Concordo com essa leitura não ortodoxa de Holanda. Eu mesmo — confesso  fazia a leitura mais “fofinha” de Antígona. Penso que ela era panprincipilogista. Boas razões pessoais-subjetivas; entretanto, sem boas razões públicas.  Por que penso assim? Talvez a realidade de terrae brasilis tenha me jogado nos braços da tese creontina. Depois de tanta falcatrua, de tanto corporativismo, de tantas demonstrações de poder dos estamentos “d’arepública”[1], penso que temos de reler a tragédia grega, examinando melhor as posições pessoais-individuais de Antígona e as posições republicanas de Creonte, que visava a preservar o direito da polis. O que diria Creonte do empréstimo do BB à socialite paulista que comprou um Porsche em nome da empresa dela? Segundo consta, o Banco do Brasil (será mesmo?) se nega a comentar o fato… Ah, a polis. Essa polis (que é nome de uma empresa do marqueteiro J.Santana, que “internou” há pouco alguns milhões de Angola). Tantos segredos de… poli(s)chinelo!
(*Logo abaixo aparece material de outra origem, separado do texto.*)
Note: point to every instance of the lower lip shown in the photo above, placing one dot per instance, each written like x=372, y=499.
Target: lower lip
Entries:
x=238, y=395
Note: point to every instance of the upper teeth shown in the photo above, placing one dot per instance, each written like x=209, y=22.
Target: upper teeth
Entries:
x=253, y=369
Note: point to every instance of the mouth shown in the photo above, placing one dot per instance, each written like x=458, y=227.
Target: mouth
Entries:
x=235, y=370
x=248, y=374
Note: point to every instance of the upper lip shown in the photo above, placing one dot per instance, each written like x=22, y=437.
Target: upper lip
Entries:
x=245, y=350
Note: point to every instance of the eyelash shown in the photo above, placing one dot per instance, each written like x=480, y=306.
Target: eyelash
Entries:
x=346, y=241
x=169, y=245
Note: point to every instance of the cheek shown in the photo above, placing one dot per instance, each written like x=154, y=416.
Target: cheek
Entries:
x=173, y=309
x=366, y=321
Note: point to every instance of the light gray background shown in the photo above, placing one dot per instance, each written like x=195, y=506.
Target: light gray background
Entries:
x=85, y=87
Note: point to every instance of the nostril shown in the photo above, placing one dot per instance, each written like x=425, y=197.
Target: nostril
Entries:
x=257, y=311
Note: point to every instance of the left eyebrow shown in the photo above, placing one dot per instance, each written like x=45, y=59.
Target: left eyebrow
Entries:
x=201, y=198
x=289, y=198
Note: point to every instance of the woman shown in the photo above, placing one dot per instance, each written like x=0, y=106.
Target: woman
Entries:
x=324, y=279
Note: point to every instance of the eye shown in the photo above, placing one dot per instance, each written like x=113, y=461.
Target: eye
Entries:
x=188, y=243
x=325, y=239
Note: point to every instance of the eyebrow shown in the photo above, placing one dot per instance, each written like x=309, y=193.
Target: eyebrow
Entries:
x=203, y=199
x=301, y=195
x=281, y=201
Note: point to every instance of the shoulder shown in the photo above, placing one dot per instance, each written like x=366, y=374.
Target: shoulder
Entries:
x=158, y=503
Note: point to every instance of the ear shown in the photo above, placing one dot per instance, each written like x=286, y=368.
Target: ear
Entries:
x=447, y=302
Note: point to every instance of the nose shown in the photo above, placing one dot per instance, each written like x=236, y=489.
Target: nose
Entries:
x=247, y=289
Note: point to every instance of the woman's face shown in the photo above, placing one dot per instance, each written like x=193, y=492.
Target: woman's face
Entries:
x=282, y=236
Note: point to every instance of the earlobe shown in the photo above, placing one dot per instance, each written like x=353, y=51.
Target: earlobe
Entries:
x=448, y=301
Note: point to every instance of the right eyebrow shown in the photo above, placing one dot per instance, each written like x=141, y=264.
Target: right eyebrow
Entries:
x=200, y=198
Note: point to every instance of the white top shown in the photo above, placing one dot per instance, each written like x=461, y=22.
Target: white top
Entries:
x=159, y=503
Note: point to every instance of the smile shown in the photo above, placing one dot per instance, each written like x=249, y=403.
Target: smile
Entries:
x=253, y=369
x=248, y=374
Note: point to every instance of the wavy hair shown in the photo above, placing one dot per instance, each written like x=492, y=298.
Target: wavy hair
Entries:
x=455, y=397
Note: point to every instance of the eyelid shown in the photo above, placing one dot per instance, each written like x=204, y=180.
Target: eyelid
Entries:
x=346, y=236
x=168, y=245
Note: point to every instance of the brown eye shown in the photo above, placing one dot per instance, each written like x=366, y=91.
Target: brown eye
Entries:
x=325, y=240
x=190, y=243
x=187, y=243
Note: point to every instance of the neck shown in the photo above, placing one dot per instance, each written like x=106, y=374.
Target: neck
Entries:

Sigo. Assim devemos examinar a relação público-privado (contratos sempre com um plus corruptivo, obras mal feitas, práticas estrativistas-sugando-a-viúva, etc). Mas também devemos olhar, desse modo, a partir dos comportamentos de Antígona e Creonte, o nosso ativismo judicial que tomou conta de nossa terra e de nossa gente. Explico. Estamos criando cidadãos de segunda classe, que não mais reivindicam seus direitos no plano da cotidianidade das práticas civis, transferindo tudo para o judiciário. Cachorro latiu? Façamos um BO. TV a cabo nos cobra um ponto a mais? Em vez de acamparmos na frente da Sky-Net ou tomarmos medidas de desobediência civil ou até mesmo buscar o Procon, corremos até a Defensoria Pública. As crianças de uma escola do interior estão sem transporte? Simples. Em vez de votarmos melhor ou pressionamos o vereador ou o prefeito, corremos ao Ministério Público, que proporá uma ação judicial pedindo liminar. Por vezes, MP e DP disputarão essa primazia ativizante. E assim por diante. Colonizamos o mundo da vida, como tenho dito em parafraseio de Habermas.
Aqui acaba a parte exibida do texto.